If you are part of the community, you definitely capitalized on the short position we took on US30 at the peak of the retest at 35876. From a technical perspective, we can see a beautiful ascending formation that was broken, got retested, and further continuation to the downside is expected.
My first target will be the 33700 area. Breaking below this zone will push the price towards retesting the beginning of the ascending formation at around 30000 which is also the 38.2% Fibonacci Retracement level.
From a fundamental perspective, it is very clear by now that the U.S. equity market is weaker than ever. The Fed still hasn't even stopped QE and managed to burst the bubble only by talking about tightening monetary policy. Imagine what could happen when they start raising rates to 0.5% or 1% which was considered a loose monetary policy back in 2002 to stimulate the economy after the Dotcom bubble burst, but now is considered tight policy in order to fight a 7.5% YoY CPI? Eventually, the Fed will be forced to raise rates, and raising rates when the economy is weak will lead to stagflation.
In order for the Fed to really fight inflation, only positive real interest rates can do the job. Anything below 8% interest rates won't matter as nominal interest rates could go up but real interest rates might keep going down with inflation continuing its way up towards records high!
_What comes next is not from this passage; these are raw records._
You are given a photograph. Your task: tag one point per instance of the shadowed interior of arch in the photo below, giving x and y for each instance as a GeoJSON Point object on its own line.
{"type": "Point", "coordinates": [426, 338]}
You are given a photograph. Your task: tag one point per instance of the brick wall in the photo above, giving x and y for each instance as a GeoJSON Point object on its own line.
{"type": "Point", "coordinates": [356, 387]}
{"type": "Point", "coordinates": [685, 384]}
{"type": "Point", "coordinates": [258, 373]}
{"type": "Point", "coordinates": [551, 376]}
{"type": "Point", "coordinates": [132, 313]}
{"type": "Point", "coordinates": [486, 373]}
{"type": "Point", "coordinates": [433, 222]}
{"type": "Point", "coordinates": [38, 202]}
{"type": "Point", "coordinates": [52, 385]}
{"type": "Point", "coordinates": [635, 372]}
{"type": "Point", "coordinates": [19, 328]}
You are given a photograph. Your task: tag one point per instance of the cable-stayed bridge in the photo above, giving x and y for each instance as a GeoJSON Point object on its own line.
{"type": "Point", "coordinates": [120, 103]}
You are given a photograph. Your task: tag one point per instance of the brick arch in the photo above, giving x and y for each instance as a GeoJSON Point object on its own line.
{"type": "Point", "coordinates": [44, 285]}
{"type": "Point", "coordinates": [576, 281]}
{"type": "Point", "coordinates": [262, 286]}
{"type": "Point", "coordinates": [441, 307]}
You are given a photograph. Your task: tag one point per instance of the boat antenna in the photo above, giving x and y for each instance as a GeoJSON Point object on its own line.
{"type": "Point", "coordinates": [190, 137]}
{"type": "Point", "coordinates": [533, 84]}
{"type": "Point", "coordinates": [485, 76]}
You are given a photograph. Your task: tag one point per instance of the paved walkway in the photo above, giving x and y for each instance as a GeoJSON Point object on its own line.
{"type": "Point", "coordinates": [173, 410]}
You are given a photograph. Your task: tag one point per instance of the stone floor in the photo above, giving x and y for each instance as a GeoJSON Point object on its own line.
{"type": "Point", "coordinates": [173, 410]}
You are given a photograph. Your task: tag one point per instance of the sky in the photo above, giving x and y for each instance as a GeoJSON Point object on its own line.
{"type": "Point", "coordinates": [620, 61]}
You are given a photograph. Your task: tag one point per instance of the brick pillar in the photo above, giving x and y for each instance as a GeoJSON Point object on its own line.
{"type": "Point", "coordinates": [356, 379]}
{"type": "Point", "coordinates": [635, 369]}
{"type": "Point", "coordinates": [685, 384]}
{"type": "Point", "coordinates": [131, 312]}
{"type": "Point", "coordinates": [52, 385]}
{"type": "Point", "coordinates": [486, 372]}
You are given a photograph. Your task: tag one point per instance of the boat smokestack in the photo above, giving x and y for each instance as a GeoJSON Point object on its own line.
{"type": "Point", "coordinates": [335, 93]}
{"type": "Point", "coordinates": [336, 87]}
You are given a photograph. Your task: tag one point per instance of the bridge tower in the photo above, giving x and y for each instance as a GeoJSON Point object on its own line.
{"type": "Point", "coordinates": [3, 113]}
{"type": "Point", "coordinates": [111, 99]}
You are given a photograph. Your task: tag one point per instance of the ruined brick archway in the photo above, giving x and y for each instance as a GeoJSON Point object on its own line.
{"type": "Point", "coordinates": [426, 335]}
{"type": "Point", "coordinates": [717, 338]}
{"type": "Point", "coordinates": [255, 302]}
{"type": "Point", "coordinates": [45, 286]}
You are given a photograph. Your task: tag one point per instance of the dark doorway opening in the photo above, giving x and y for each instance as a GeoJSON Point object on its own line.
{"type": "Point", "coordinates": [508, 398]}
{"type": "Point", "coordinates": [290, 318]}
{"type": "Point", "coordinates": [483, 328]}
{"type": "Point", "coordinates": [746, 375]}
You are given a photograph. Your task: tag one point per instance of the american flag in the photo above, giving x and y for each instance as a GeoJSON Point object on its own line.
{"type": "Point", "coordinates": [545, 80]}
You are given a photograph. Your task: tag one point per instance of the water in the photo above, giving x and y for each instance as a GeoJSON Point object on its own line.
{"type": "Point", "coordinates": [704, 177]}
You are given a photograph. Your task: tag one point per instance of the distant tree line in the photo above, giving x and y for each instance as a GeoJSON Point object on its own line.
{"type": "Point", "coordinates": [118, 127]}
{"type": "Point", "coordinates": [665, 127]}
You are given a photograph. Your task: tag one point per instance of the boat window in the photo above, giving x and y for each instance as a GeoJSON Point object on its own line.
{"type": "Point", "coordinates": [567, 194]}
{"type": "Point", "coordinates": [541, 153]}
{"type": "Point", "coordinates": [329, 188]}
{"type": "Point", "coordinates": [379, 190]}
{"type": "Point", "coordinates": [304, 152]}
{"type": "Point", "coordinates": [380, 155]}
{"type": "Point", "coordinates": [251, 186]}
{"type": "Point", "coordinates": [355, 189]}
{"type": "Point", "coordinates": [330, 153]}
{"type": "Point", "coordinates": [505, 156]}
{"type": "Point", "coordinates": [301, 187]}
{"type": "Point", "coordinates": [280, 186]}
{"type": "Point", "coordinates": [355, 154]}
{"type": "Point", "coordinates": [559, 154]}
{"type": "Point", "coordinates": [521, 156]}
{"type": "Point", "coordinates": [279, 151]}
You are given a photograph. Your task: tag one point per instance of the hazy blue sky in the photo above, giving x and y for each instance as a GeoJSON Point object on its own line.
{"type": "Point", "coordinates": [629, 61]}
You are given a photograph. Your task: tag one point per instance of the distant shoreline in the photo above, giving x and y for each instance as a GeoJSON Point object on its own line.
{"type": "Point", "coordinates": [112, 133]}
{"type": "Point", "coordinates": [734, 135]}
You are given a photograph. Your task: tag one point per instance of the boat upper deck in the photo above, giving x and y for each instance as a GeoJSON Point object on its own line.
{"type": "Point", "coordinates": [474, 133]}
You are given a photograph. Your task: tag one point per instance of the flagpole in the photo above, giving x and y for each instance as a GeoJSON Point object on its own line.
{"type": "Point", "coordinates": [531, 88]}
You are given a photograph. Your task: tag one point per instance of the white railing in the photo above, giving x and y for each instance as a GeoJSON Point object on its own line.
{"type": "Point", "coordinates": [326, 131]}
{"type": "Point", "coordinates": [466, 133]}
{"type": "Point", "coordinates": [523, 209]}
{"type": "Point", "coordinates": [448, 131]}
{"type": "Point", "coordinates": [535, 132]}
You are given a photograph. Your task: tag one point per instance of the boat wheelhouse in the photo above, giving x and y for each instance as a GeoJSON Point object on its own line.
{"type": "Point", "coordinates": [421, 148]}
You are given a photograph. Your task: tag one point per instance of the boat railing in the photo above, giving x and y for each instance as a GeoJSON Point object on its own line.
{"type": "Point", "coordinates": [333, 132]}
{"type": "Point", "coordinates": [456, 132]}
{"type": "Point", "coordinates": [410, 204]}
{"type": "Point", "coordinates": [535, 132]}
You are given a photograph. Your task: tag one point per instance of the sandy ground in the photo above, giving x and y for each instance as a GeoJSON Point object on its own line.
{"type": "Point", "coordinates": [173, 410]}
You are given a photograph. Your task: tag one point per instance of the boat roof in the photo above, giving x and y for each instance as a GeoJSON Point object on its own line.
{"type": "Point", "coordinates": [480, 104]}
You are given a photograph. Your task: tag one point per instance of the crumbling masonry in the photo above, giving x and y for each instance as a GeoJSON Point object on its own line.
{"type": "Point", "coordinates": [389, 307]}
Last but not least, 6 months ago if you recall, I said that in 2022 the gap between the CPI (what consumers are paying) and the PPI (what producers are paying) will tighten when businesses finally realize that inflation is not "transitory" and that if anything is "transitory" is this gap between the CPI and the PPI, and this is exactly what happened! Netflix, Amazon, Starbucks, McDonald's, etc... all of them started raising prices because of rising costs which will end up affecting negatively their earnings in the long run, thus reporting lower than expected earnings will push markets for further downside.